From then on the problems have compounded, and just as they had begun to see the light at the end of the tunnel, the market wiped out all the effort again. “2022 is the UN year of glass, a choice made precisely to breathe life into the entire glass supply chain. How is it possible that the island of Murano, the home of glass, is forced to see its furnaces close one after the other?” asks the daughter of the glass master who worked with Vedova, Pomodoro and Jeff Koons.

In recent days Gianni De Checchi of Confartigianato announced that support from the Government should arrive soon, but for the furnaces that must pay the bills now, there is no more time.

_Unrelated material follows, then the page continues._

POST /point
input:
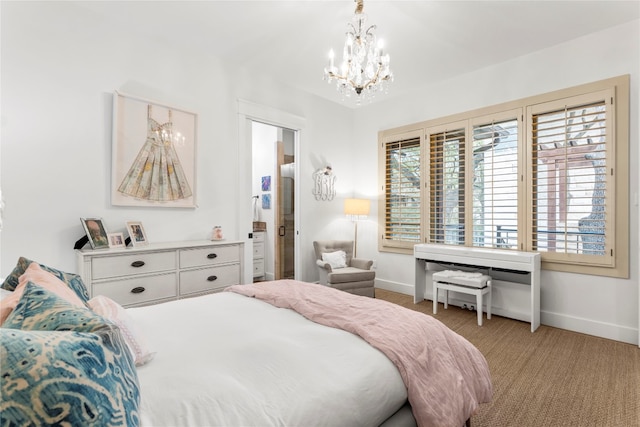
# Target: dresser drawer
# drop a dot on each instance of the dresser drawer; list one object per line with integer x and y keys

Signoretto’s grandson, Martino, is 31 years old. After attending liceo artistico he followed in the footsteps of his grandfather, but inspiration, skill and technique are not enough now. The two furnaces with the melting crucibles, plus the third for reheating have been shut down for now, in the hope that they can reopen as soon as the situation allows a minimum of stability for the business.

the legal decree 541 is currently being converted into a law that provides a tax credit of 15% of the costs incurred by businesses that will be able to deduct it from tax payments. Furthermore, the Budget Law has set aside 3 million Euro for glass that Confartigianato has asked to be managed by Veneto Sviluppo.

Finally, De Checci has requested an appointment with regional assessor Roberto Marcato to ask for further assistance for the businesses because the market is now again bad for everyone.